From a distance it seems that I have every reason to be one of those women that waxes on. I mean if I made a pro/con list about Eric the pro side would fill pages and pages. For example:
1. He is a great dad. I mean he has seemingly endless patience for wrestling and lifting giggling kids and outside play that I have no interest it. He never gives you the feeling that he would rather be doing something less “girly” when playing with the girls.
2. He has taken a job making much less than he could get in the private sector in order to do the kind of work he believes is valuable. And there isn’t a day that goes by that he isn’t giving his all to that job.
3. He actually gets notes from victims whose assailants he has prosecuted telling him that he is a hero. Seriously, he is an actual hero to people.
And the list would go on and on and on like that.

And you know what? The con list would be about one item long, but it would be in all capital letters:
1. THAT FACE HE MAKES WHEN HE COMES HOME FROM WORK AND SEES THAT THE DINNER/ DISHES/ LAUNDRY ISN’T DONE.

He may be the most beautiful man I have ever seen (and honestly my breath still catches when I see him out somewhere unexpectedly), and he may be someone’s hero but it is all I can do to not kill him in his sleep when he says a word to me about the house or the ever growing pile of magazines I keep meaning to read but instead insist on keeping on the floor by the couch.
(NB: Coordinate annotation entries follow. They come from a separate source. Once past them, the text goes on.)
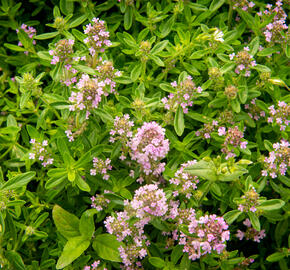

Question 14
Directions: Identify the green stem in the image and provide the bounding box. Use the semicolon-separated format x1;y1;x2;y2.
198;181;212;206
228;1;233;28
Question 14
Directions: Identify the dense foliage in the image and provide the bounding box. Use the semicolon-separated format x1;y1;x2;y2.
0;0;290;270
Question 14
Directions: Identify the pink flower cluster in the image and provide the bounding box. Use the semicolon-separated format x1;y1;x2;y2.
195;120;218;139
104;185;168;269
84;18;112;56
60;64;78;86
104;181;230;269
218;126;248;159
179;215;230;261
232;0;255;11
245;98;265;121
258;0;288;43
29;139;53;167
268;101;290;131
262;140;290;178
161;76;202;113
130;122;169;176
131;184;168;219
110;114;134;160
236;218;266;243
229;47;257;77
69;74;109;119
91;194;110;211
90;157;112;180
238;187;260;213
49;39;75;65
169;160;199;199
238;258;255;270
16;23;36;55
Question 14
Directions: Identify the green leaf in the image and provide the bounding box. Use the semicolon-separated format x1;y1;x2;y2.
94;109;114;123
209;0;225;13
249;37;260;56
69;14;88;28
52;205;80;239
149;257;165;268
189;50;209;59
186;112;211;123
120;187;132;200
230;98;241;113
220;63;236;74
59;0;74;15
159;83;176;93
170;245;183;264
248;212;261;231
159;15;175;38
174;105;184;136
183;62;200;75
184;160;217;181
223;210;242;225
56;236;90;269
74;173;91;192
72;29;86;42
5;250;26;270
264;140;273;152
124;6;134;30
72;64;96;75
237;8;260;36
285;44;290;58
34;32;59;40
4;43;27;52
252;64;272;72
257;199;285;211
148;54;164;67
266;252;286;262
79;209;97;240
257;46;280;56
0;172;36;191
130;62;142;82
186;2;207;11
151;40;168;55
114;76;132;84
93;234;121;262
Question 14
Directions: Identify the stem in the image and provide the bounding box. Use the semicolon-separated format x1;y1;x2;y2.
198;181;212;206
228;1;233;28
0;145;12;160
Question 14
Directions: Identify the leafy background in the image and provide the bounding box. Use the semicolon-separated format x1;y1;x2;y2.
0;0;289;269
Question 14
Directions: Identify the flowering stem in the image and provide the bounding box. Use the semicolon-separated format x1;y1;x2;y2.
228;0;233;27
198;181;212;206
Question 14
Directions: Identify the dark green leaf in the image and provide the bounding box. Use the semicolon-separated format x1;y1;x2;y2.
52;205;80;239
56;236;90;269
34;32;59;40
257;199;285;211
93;234;121;262
174;105;184;136
5;250;26;270
0;172;35;191
149;257;165;268
248;212;261;231
223;210;242;225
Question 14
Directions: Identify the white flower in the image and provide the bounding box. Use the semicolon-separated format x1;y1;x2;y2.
213;29;224;42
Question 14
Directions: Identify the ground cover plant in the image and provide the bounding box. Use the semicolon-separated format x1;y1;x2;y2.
0;0;290;270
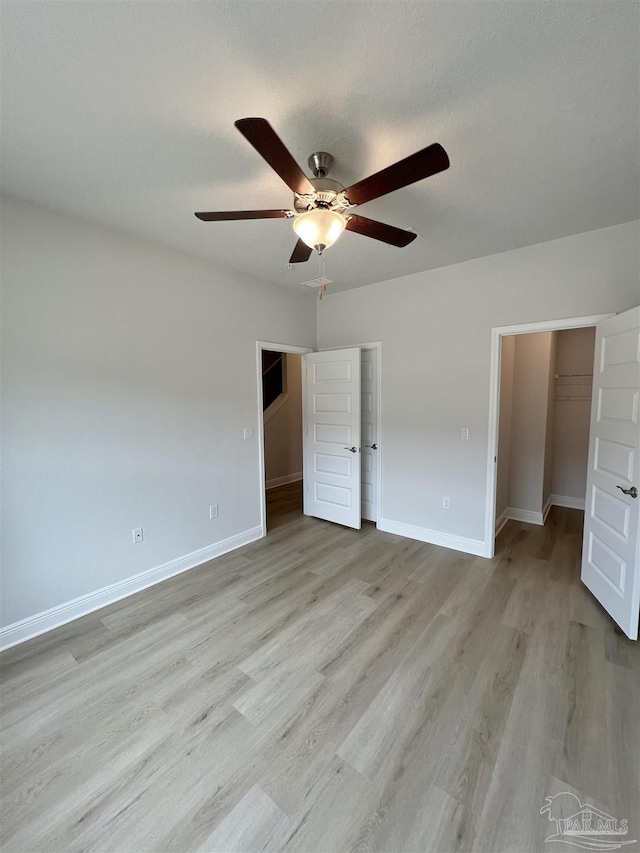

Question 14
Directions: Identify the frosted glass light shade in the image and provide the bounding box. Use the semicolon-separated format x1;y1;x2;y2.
293;208;347;249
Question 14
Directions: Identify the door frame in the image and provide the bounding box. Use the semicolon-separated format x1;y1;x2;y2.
256;341;313;538
484;311;615;558
318;341;384;527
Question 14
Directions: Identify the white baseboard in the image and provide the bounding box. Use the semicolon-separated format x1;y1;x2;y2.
551;495;584;510
265;471;302;491
378;518;485;557
506;506;544;525
494;507;510;536
0;526;264;650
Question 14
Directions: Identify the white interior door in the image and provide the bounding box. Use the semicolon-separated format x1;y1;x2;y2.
303;347;361;529
581;308;640;640
360;349;379;521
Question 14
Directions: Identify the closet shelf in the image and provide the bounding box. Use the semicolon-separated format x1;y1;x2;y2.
555;373;593;401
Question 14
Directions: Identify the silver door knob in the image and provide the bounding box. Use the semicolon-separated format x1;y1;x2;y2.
616;486;638;498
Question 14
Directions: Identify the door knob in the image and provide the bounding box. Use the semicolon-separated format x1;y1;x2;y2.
616;486;638;498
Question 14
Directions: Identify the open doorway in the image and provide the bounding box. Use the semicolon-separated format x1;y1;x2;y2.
484;314;611;557
495;326;595;536
257;341;311;536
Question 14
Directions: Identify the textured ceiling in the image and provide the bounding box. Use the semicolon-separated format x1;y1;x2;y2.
2;0;640;289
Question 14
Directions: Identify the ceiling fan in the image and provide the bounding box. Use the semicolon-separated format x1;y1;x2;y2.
196;118;449;264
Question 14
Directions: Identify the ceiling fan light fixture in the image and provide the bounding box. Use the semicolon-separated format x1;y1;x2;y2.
293;207;347;249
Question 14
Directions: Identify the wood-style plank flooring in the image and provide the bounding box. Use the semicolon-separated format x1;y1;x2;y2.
0;486;640;853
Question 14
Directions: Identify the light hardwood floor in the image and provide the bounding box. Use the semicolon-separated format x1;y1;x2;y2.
1;485;640;853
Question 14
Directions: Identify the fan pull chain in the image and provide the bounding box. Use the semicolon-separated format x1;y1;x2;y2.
318;252;327;302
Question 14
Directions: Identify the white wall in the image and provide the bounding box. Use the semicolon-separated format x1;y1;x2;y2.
2;202;315;625
552;327;595;501
264;352;302;487
509;332;554;515
317;222;640;546
496;335;516;523
542;332;558;512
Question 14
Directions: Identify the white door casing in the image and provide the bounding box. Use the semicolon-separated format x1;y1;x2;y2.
303;347;361;530
360;348;379;521
581;308;640;640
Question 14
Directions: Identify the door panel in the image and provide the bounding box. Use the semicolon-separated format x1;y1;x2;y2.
581;308;640;640
361;349;379;521
304;347;360;529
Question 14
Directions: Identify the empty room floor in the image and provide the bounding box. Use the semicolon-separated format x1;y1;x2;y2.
1;486;640;853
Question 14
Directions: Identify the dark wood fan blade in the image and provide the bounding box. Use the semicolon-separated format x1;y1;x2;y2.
344;142;449;204
347;214;418;249
289;240;313;264
235;118;314;194
196;210;290;222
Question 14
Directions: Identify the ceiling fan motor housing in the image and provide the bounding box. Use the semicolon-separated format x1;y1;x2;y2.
307;151;333;178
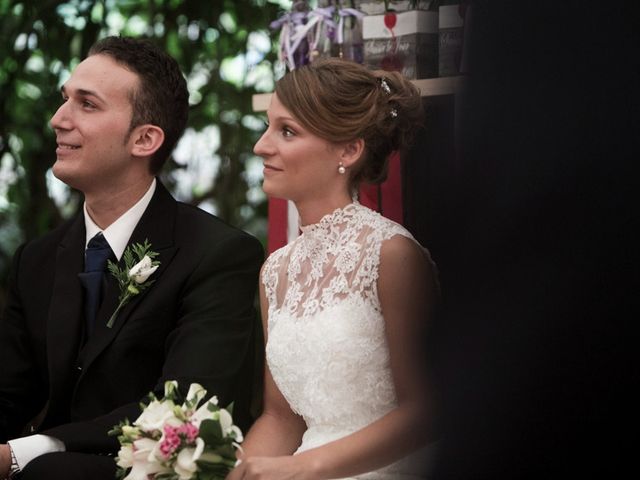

I am not saying that he doesn’t have a valid point, anyone that has been to our house knows that without Eric I would become Sarah Cynthia Sylvia Stout… but still.

I am happy, don’t get me wrong, but not blissfully so. I can’t be the only wife out there who feels that this time in our lives feels more like slogging through with a comrade-in-arms rather than dancing along with my soul mate. I think that he would agree.

Maybe it’s the fact that the balance of power is totally thrown off when one of you does a highly respected job and the other one cooks, cleans, and plays endless rounds of “I Spy” in clinic waiting rooms. Maybe it’s that as a nursing, co-sleeping mom my body isn’t mine and hasn’t been for years.

But the good news is that neither of us is going anywhere-- no personal ads have been placed. After all, that threesome didn’t seem like a good idea then and seems like an even worse idea now. I think we’ll stick it out with each other and our basic cable.